Isabelle Ithurburu évoque son arrivée au JT de 13 heures : “Ils ne m’ont pas choisie pour me faire plaisir” 

Publié le 22 juillet 2025 à 5:33
Berzane Nasser/ABACA
Choisie pour être la nouvelle joker de Marie-Sophie Lacarrau au 13 heures de TF1, Isabelle Ithurburu n’a pas été propulsée là par hasard.
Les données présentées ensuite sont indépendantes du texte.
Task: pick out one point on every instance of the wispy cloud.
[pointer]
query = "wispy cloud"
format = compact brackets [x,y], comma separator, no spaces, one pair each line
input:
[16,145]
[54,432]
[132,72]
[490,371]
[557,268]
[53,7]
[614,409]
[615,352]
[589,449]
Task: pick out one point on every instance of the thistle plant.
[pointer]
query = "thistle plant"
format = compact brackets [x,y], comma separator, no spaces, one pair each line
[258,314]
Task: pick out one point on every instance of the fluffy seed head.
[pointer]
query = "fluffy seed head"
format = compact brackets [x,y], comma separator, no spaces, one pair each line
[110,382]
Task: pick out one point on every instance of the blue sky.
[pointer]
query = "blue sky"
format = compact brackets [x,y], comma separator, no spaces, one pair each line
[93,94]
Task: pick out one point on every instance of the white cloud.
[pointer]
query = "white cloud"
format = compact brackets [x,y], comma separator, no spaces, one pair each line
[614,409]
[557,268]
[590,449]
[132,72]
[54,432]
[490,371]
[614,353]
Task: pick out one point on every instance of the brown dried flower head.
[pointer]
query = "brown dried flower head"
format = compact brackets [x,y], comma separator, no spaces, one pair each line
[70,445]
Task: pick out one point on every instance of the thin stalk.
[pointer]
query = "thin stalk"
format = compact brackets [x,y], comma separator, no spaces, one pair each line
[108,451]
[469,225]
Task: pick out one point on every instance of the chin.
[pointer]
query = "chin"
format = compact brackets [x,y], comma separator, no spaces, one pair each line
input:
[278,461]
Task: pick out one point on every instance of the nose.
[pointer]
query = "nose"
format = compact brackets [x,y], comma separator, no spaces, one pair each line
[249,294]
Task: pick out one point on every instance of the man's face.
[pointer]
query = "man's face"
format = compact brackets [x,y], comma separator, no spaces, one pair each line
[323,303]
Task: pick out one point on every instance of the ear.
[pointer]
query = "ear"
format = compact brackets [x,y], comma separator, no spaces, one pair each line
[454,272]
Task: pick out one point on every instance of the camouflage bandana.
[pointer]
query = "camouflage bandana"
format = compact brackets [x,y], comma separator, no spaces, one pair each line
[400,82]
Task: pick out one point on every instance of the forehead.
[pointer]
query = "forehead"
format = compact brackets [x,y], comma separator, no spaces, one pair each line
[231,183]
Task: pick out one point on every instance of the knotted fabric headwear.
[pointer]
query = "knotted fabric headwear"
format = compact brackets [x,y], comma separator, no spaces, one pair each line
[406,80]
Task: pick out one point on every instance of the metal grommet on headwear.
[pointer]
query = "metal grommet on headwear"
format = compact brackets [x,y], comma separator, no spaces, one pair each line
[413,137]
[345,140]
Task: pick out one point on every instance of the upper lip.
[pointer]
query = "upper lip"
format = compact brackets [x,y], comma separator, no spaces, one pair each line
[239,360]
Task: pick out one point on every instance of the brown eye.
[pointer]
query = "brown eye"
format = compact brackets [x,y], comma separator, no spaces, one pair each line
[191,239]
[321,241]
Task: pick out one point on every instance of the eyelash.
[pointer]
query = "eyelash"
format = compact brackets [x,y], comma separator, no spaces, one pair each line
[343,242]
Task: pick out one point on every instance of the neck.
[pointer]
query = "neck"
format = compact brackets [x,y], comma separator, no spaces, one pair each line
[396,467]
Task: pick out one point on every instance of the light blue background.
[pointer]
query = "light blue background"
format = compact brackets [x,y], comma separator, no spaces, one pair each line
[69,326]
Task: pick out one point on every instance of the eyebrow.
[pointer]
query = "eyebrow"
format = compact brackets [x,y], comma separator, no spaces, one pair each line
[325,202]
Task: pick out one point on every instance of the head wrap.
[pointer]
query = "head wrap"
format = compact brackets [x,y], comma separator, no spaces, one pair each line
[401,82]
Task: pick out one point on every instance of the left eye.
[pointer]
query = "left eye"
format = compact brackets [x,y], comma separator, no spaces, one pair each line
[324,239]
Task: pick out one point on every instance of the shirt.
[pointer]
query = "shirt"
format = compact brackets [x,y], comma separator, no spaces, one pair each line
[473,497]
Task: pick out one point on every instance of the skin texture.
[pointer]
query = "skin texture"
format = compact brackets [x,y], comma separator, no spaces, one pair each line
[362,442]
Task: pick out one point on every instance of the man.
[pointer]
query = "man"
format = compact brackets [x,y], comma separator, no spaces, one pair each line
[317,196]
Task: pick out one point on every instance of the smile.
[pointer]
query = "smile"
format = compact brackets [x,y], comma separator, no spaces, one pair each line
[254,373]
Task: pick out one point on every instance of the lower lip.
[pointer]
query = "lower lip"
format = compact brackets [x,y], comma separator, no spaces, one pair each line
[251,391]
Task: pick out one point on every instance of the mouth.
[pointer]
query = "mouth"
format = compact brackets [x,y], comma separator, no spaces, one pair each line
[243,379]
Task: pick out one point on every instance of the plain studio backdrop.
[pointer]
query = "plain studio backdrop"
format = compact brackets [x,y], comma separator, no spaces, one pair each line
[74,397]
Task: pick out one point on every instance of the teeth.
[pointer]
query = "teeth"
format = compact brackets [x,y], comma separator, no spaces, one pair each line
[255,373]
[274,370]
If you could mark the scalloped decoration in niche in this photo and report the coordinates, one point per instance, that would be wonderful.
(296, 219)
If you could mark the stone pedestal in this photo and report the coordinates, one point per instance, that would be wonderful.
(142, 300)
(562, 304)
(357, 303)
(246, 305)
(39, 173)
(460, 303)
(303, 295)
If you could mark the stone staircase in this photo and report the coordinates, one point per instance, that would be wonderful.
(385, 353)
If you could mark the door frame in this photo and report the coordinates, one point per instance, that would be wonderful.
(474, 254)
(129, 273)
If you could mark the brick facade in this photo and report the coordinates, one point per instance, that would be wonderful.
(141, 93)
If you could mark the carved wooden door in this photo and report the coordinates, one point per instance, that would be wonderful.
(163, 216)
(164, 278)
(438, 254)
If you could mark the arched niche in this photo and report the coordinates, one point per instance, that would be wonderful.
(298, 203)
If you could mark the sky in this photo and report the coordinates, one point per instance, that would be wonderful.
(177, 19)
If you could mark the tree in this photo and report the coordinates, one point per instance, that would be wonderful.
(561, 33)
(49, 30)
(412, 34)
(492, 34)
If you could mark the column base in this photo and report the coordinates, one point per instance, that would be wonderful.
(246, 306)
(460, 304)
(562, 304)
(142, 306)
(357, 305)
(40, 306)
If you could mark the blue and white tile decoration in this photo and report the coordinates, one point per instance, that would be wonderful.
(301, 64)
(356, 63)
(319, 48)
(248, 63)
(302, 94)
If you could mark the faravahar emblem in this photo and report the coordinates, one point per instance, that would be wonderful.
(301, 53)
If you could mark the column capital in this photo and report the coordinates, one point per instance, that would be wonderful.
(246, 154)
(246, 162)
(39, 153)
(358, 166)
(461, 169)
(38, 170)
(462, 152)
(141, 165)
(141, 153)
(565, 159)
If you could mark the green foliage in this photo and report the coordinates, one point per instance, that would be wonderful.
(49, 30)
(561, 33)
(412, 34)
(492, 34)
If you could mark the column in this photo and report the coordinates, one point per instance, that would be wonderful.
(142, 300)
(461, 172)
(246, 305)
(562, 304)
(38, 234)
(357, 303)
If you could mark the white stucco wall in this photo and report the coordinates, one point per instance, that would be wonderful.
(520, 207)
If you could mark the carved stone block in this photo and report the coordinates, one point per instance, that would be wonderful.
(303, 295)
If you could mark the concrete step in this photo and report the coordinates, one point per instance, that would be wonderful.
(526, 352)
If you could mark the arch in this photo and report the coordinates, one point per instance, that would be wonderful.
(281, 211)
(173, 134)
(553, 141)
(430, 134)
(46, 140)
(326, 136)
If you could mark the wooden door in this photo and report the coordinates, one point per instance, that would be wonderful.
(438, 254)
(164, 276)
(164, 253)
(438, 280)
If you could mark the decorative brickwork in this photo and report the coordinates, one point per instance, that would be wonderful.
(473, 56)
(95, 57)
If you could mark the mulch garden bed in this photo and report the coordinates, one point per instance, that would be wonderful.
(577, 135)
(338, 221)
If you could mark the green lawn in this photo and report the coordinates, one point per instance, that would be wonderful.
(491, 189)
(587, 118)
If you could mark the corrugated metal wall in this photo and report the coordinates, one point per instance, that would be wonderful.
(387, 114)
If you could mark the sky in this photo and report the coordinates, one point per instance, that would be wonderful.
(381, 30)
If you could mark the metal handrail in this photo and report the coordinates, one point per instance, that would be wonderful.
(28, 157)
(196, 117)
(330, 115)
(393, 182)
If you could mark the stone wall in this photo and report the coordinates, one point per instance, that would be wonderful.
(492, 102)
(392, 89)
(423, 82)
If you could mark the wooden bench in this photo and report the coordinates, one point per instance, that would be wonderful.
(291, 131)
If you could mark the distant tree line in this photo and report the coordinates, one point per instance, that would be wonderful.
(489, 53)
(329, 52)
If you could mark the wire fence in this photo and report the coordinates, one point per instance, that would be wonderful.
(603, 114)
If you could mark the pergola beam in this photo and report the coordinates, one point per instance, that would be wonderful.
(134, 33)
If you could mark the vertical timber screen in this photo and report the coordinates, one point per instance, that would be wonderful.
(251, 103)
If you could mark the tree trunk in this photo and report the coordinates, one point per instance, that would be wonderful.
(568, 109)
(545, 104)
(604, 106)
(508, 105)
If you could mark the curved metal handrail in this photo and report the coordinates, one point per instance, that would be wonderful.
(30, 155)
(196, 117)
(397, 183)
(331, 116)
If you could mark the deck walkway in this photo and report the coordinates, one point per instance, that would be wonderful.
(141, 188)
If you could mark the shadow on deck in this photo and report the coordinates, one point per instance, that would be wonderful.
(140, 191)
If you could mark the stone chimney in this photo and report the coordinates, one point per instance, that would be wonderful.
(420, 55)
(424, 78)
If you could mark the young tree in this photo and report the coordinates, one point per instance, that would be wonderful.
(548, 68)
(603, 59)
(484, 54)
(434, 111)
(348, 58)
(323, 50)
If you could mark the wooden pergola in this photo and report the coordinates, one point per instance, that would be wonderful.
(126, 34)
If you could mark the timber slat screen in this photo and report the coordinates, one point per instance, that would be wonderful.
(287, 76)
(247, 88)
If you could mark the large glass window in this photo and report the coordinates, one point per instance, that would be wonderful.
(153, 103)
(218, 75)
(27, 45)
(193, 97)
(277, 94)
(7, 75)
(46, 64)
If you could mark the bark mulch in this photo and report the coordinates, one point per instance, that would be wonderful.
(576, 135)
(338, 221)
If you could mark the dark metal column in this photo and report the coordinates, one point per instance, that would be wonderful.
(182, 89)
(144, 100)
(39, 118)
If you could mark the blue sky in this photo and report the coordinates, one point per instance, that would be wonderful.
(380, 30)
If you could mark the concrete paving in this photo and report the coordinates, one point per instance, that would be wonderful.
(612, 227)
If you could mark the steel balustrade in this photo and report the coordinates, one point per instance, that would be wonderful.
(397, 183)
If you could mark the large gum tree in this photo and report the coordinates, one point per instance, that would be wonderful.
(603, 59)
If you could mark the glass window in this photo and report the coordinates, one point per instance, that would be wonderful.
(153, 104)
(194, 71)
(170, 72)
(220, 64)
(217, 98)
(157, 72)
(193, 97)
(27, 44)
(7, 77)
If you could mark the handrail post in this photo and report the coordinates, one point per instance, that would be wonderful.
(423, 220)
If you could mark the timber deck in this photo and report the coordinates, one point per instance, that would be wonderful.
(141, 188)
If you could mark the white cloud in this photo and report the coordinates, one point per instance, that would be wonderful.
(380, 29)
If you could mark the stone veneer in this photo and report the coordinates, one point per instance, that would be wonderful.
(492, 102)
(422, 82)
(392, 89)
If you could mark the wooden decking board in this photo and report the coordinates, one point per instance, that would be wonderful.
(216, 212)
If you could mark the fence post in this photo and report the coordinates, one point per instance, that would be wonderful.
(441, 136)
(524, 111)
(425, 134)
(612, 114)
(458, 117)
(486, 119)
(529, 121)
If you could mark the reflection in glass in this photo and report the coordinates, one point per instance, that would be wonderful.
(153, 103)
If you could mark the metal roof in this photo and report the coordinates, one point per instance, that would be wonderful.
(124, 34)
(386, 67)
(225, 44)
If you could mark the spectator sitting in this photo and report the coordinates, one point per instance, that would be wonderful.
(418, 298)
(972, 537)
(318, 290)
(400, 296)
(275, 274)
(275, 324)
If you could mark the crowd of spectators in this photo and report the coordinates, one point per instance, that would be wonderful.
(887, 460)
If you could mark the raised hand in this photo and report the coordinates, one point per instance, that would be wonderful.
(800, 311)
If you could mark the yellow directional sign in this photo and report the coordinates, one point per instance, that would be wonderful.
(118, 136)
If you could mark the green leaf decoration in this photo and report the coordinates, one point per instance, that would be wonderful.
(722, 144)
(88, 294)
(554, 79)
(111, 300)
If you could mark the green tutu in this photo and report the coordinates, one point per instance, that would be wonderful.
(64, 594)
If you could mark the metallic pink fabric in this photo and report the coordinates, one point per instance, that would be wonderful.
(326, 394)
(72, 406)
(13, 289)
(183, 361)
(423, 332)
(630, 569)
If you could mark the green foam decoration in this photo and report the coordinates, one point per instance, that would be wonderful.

Si la chaîne lui a confié ce poste stratégique, la journaliste a tenu à souligner que ce n'était pas pour lui "faire plaisir. 

Elle a récemment été choisie comme joker de Marie-Sophie Lacarrau au journal de 13 heures de TF1. Isabelle Ithurburu figure incontournable de 50′ Inside également connue du grand public pour son parcours dans le journalisme sportif, notamment dans le rugby, s’est confiée lundi 21 juillet au magazine Nous Deux sur les coulisses de son nouveau rôle, entre excitation, remise en question et désir de rigueur.

Des débuts marqués par l’émotion

"Mes attentes, c’était de revibrer avec du direct tous les jours. Cela me manquait beaucoup", confie-t-elle d’entrée. Habituée à la tension du sport en live, Isabelle Ithurburu a retrouvé avec le 13 heures une adrénaline familière. "Pendant quinze ans, j’ai commenté le sport et le rugby et tous les jours, on repartait de zéro", explique-t-elle. Une dynamique quotidienne qu’elle recherchait et qui lui permet aussi de se perfectionner : "J’attends aussi de progresser dans mon métier et de gagner en rigueur".

Mais si l’élan est là… la peur aussi. Isabelle n’a pas échappé au doute au moment d’endosser ce rôle aussi prestigieux que symbolique. "La crainte, c’est toujours ce syndrome de l’imposteur parce que je n’ai pas fait d’école de journalisme. J’ai appris ce métier sur le tas et j’avais cette petite peur de ne pas être à la hauteur. Mais elle s’est vite évaporée, c’est l’attente qui crée l’appréhension", a assuré l’épouse de Yodelice. 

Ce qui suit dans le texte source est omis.